Thanks! I am interested in Julia but haven't worked it into my workflows much yet... Any suggestions?

Check out https://julialang.org/learning/

milankl avatar Aug 15 '20 15:08 milankl

Once this works, could you benchmark your binary round function? I would be interested how quickly python can process large arrays.

milankl avatar Aug 15 '20 15:08 milankl

Here is one benchmark example running on one thread with an array that is big but fits fine in RAM.

zmoon avatar Aug 20 '20 19:08 zmoon

Thanks Zachary, I believe there is this optimization potential: Binary rounding should not allocate more memory than the output array. On my macbook air

julia> using BenchmarkTools, Elefridge
julia> x = rand(1000, 1000, 100)*400;

julia> @btime x.^2;
  311.556 ms (6 allocations: 762.94 MiB)

julia> @btime round(x,7);
  311.105 ms (2 allocations: 762.94 MiB)

milankl avatar Aug 21 '20 09:08 milankl

Ok, thanks @milankl, I think I fixed this in my binary rounder by changing the return. According to line-by-line memory profiling with %mprun the memory increment is now almost 0 for inplace=True. And it does increase the speed somewhat as well.

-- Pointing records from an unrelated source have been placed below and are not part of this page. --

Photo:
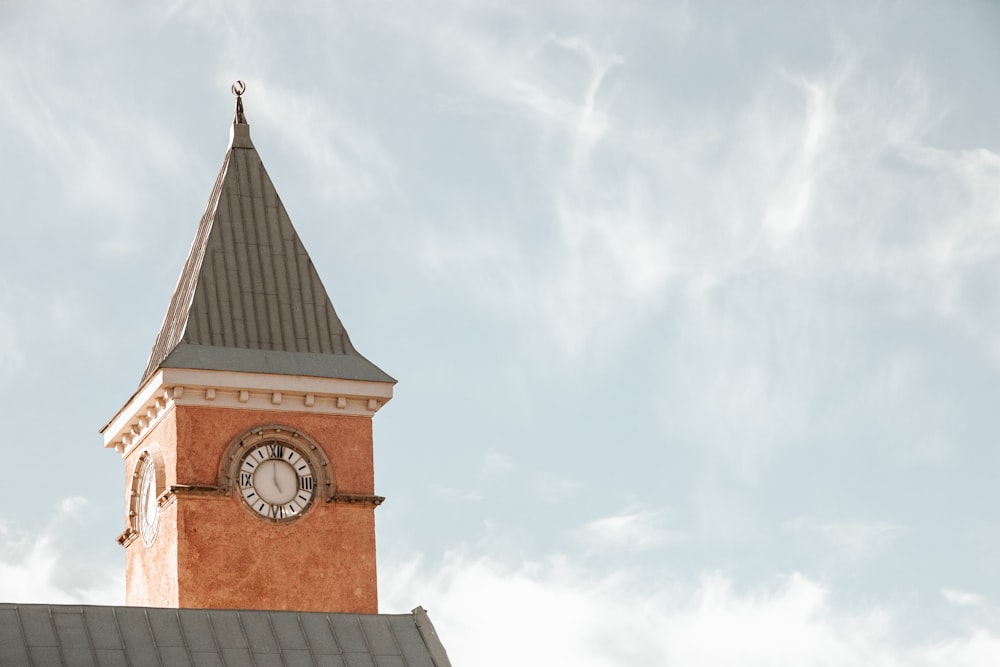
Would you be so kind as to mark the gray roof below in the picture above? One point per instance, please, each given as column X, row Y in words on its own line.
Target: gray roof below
column 42, row 634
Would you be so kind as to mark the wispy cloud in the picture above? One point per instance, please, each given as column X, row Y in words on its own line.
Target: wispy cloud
column 962, row 598
column 633, row 529
column 41, row 567
column 560, row 614
column 852, row 541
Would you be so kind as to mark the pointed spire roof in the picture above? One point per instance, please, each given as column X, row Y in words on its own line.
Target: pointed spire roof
column 249, row 298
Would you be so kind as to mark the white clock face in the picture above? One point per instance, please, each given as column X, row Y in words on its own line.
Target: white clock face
column 276, row 480
column 147, row 509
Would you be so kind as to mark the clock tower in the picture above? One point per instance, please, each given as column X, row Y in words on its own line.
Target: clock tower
column 249, row 480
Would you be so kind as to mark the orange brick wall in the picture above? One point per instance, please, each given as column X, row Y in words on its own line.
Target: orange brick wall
column 224, row 555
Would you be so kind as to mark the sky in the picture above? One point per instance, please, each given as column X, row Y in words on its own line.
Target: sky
column 693, row 306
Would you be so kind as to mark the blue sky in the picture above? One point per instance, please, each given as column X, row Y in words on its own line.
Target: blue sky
column 693, row 305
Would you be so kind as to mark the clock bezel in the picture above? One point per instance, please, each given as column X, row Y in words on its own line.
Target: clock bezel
column 292, row 439
column 146, row 475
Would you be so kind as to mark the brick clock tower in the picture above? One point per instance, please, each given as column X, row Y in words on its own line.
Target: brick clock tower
column 249, row 479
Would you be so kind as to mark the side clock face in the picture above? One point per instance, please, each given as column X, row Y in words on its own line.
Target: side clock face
column 276, row 480
column 147, row 510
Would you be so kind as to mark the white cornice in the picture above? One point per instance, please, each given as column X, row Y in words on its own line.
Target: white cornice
column 243, row 391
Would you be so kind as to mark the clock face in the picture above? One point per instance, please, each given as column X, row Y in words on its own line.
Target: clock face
column 276, row 480
column 147, row 510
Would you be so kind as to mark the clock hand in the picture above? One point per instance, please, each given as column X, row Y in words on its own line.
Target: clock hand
column 274, row 471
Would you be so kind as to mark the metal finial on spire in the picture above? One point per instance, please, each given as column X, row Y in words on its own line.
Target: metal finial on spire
column 238, row 89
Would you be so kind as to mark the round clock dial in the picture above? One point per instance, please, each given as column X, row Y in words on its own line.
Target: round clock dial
column 147, row 510
column 276, row 480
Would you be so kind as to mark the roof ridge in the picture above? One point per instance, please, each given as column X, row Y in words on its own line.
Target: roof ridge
column 249, row 294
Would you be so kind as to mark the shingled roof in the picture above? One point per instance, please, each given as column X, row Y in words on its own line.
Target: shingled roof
column 43, row 634
column 249, row 298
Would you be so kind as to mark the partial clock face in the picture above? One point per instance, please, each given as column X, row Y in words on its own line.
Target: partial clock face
column 276, row 480
column 147, row 510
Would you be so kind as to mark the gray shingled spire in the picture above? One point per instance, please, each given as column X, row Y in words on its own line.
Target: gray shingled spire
column 249, row 298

I updated my profiling notebook with some additional speed tests.

zmoon avatar Aug 21 '20 19:08 zmoon

Question: Your binary round function does not get compiled, right? Because that might explain the remaining x5 speed difference...

milankl avatar Aug 22 '20 12:08 milankl

Yeah, although much of NumPy is written in C and compiled ahead of time, my function using NumPy's array and operations doesn't get the same treatment. I tried Numba and got a bit of a boost, though I had to change a few things in the code; plan to also try Cython as well just to see.

zmoon avatar Aug 22 '20 16:08 zmoon

Yeah, you have to decide whether it's worth it. But as you can see, a binary rounding function does not have to be slower than squaring every element for example

milankl avatar Aug 23 '20 09:08 milankl